The state investigation found the nursing home failed to meet several federal standards of care, meaning Five Oaks could be forced to pay a big fine and could lose their funding altogether.

NewsChannel 36 tried to get comment from the director, but he hung up on us.

To view the full 21-page report, click here.   The report does not mention the staffing levels at the time of the incident.
 

Fort Worth Star Telegram had an article about a nursing home facility that allowed a resident to wander away from the facility unsupervised.  The resident is a 67-year-old woman with an aggressive form of Alzheimer’s disease who walked away from a Fort Worth nursing home.

The woman was last seen about 5 a.m. at the Tanglewood Oaks nursing home.  Police described the woman, Linda Kay Eichelberger, as white, 5-feet 3-inches tall, weighing about 135 pounds, with blond hair. Police think she may have tried to walk to her home near TCU.

Anyone with information about Eichelberger can contact Fort Worth police at 817-335-4222.

I am not sure how this happens when the facility knows that the woman suffers from dementia. Why weren’t they keeping an eye on her?  How long was she missing before they even noticed?  Did they have a wanderguard on her? Were the doors locked to the facility?  Did they have enough staff to watch her?

 

The Charleston Gazette out of West Virginia had an article about the tragic and clearly preventable death of a nursing home resident who wandered away from the facility unsupervised and was struck by a train on nearby tracks.  Why didn’t the facility notice he was missing?  Why weren’t they able to prevent him from wandering away from the facility? What was their staffing level on that day?  Did they have a wanderguard on him?

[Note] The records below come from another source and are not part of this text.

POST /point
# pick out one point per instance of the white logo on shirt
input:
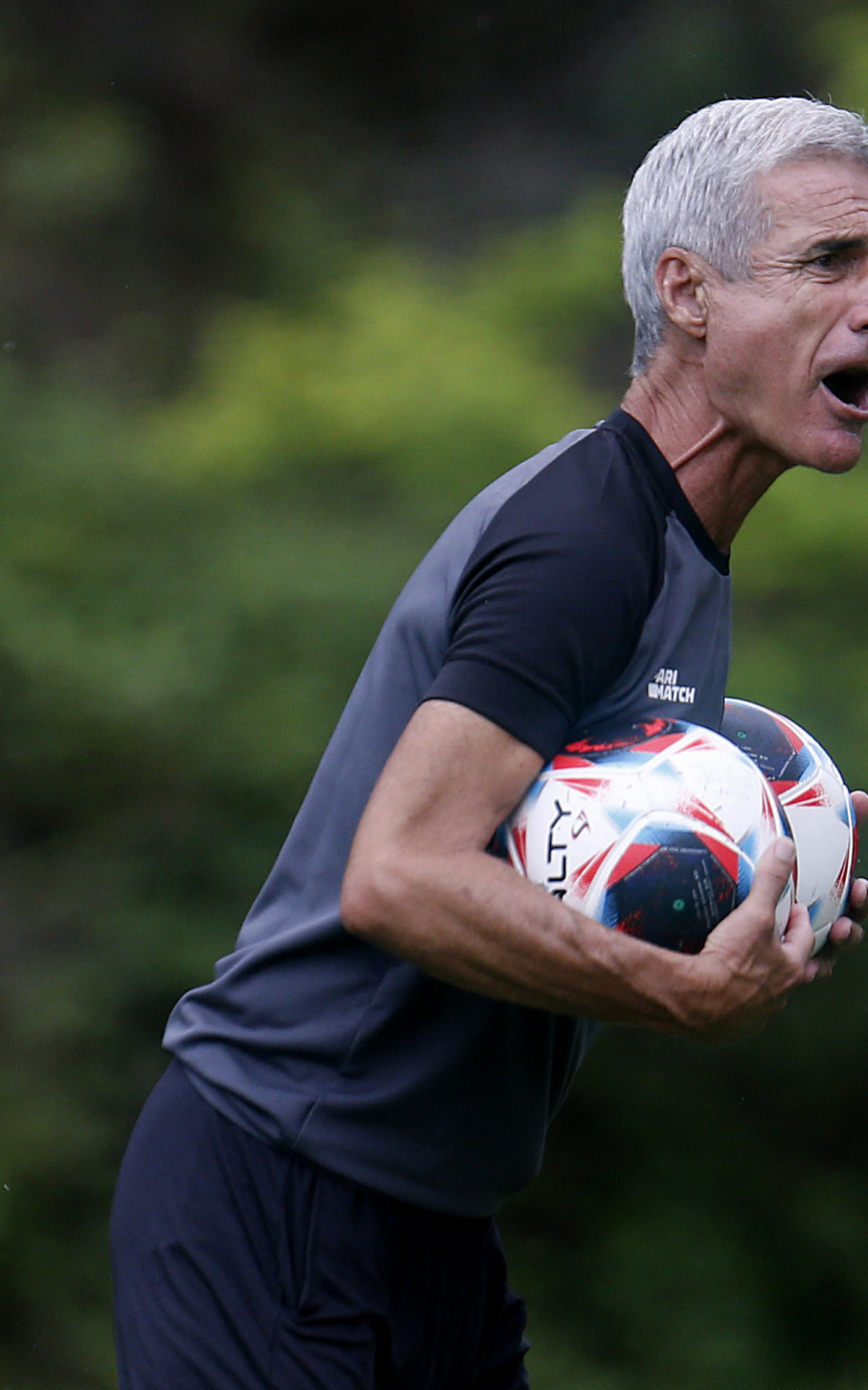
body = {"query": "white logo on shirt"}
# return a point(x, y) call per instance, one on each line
point(667, 688)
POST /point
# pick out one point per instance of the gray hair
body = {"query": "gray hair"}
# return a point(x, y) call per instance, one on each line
point(696, 190)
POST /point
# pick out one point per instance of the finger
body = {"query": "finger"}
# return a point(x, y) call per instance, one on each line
point(799, 940)
point(846, 933)
point(857, 900)
point(771, 876)
point(860, 804)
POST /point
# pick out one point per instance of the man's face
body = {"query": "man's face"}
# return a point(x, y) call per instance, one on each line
point(786, 352)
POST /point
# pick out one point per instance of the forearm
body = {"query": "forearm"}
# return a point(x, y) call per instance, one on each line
point(472, 921)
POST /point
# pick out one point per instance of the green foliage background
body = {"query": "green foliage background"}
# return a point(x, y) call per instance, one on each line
point(208, 502)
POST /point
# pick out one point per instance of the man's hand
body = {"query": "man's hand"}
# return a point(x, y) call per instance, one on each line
point(848, 932)
point(746, 969)
point(419, 885)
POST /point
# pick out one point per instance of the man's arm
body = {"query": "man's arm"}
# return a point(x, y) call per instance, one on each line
point(421, 885)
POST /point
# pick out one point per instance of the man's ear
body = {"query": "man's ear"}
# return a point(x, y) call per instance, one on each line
point(682, 284)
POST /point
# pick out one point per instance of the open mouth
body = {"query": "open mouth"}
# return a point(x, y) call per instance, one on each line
point(850, 387)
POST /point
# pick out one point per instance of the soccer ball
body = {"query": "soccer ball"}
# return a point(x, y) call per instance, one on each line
point(815, 802)
point(654, 832)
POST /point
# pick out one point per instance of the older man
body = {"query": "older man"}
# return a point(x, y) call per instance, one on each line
point(308, 1197)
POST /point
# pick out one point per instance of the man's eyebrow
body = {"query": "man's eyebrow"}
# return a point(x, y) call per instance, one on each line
point(838, 243)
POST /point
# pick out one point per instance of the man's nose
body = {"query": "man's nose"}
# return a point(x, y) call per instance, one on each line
point(857, 319)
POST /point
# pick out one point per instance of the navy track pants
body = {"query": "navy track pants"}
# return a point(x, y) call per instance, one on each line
point(238, 1267)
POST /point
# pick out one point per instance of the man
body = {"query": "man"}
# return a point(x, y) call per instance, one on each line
point(306, 1200)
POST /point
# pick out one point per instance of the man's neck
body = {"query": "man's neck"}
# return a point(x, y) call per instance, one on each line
point(721, 474)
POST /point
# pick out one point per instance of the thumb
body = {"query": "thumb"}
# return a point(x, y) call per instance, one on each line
point(771, 875)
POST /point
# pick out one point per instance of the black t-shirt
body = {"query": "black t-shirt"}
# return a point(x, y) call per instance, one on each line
point(576, 590)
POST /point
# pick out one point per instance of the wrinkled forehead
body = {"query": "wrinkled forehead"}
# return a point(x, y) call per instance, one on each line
point(815, 198)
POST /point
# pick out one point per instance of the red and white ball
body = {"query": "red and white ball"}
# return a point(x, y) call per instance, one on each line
point(815, 802)
point(654, 832)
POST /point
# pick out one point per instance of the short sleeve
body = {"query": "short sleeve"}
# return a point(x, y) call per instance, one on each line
point(551, 604)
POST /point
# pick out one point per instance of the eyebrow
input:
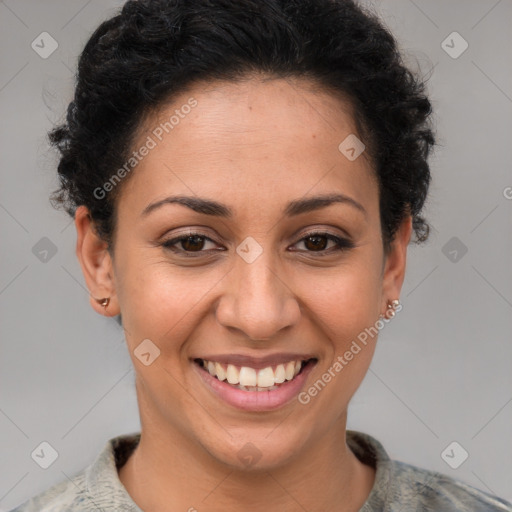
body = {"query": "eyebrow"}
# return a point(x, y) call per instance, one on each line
point(296, 207)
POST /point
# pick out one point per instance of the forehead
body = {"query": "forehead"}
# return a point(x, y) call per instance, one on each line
point(269, 140)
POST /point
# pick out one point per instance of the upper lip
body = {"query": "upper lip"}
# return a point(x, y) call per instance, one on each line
point(256, 362)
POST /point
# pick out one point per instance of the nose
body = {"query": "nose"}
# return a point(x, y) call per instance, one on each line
point(257, 301)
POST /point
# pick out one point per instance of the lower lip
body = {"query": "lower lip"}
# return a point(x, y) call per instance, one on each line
point(256, 400)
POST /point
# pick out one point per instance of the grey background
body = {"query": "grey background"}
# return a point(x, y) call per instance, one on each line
point(441, 372)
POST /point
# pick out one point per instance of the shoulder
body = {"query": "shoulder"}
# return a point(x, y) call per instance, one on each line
point(97, 487)
point(65, 495)
point(431, 490)
point(400, 486)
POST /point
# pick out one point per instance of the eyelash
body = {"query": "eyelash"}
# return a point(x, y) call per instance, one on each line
point(342, 244)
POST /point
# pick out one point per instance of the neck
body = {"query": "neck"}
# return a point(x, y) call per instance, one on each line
point(168, 468)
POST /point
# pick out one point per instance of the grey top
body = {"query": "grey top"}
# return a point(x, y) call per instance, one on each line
point(398, 486)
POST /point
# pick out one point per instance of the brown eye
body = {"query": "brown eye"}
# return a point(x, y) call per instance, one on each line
point(192, 243)
point(189, 244)
point(318, 242)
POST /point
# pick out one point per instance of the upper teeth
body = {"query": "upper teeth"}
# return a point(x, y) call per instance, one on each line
point(246, 376)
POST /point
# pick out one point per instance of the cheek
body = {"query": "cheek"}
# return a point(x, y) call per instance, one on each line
point(161, 301)
point(344, 300)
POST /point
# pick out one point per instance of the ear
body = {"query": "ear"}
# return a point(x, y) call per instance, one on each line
point(95, 260)
point(394, 264)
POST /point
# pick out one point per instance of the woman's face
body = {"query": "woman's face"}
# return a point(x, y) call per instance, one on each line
point(262, 282)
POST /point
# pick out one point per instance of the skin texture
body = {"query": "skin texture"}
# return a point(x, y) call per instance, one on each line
point(254, 146)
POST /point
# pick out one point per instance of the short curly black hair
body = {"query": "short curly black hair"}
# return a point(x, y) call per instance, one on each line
point(135, 62)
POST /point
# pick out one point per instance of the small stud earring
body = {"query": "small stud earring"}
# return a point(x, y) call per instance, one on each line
point(391, 311)
point(103, 302)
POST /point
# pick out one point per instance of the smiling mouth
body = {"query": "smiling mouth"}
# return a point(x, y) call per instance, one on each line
point(251, 379)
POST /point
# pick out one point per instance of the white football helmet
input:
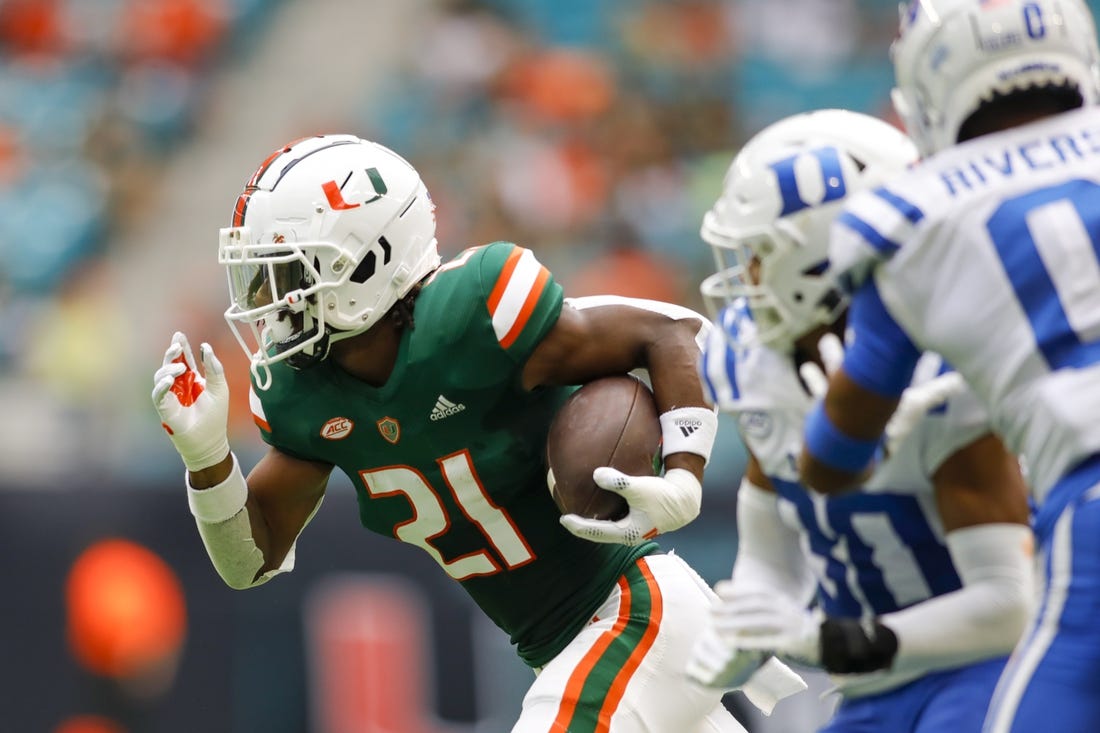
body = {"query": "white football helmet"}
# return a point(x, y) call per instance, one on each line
point(952, 55)
point(329, 233)
point(769, 229)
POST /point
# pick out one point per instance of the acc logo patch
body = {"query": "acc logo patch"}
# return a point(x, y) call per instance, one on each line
point(337, 428)
point(389, 429)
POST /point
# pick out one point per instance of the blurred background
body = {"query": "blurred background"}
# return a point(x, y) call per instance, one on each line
point(595, 132)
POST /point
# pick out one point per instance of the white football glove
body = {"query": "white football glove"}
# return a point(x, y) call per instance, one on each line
point(767, 622)
point(194, 408)
point(915, 403)
point(657, 504)
point(716, 664)
point(831, 350)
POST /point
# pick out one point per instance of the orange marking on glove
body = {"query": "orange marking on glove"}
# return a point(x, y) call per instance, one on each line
point(186, 389)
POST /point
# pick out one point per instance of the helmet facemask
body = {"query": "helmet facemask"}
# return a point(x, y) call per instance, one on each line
point(330, 232)
point(273, 296)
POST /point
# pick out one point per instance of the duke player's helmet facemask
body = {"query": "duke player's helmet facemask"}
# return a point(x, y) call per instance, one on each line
point(329, 233)
point(769, 229)
point(954, 55)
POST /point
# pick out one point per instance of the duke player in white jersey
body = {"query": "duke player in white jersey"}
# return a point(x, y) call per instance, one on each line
point(923, 577)
point(989, 253)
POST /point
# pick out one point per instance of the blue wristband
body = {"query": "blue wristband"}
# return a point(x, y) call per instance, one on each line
point(833, 448)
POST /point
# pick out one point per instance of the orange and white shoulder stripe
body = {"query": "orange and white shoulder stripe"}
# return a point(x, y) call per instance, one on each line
point(516, 293)
point(257, 411)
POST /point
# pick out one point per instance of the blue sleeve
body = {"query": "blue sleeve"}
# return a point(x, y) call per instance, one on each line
point(881, 357)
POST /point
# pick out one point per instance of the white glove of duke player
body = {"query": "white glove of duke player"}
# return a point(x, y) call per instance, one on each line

In a lawsuit filed in Kanawha Circuit Court, George W. King Sr.’s children, Sharon Milam and George W. King Jr., allege that Heartland of Charleston, a subsidiary of Health Care and Retirement Corp. of America, LLC, failed to properly monitor the 73-year-old former owner of Pineview Cemetery in Orgas.  "George King Sr. could not care for himself or be allowed to walk outside the facility and the staff of the facility at Heartland of Charleston was aware of this fact," the suit reads.

Workers at the facility failed to follow the company’s established protocols for missing residents and failed to adequately supervise King.  "The staff of Heartland of Charleston failed to keep him secure in the facility, failed to immediately discover that he had left the facility, searched for him in the wrong area (because they confused him with a different person who had left the facility on a prior date), failed to use the exterior security cameras to identify the direction in which he left the facility and failed to utilize all available resources to locate him quickly [such as a search dog team]," the suit states.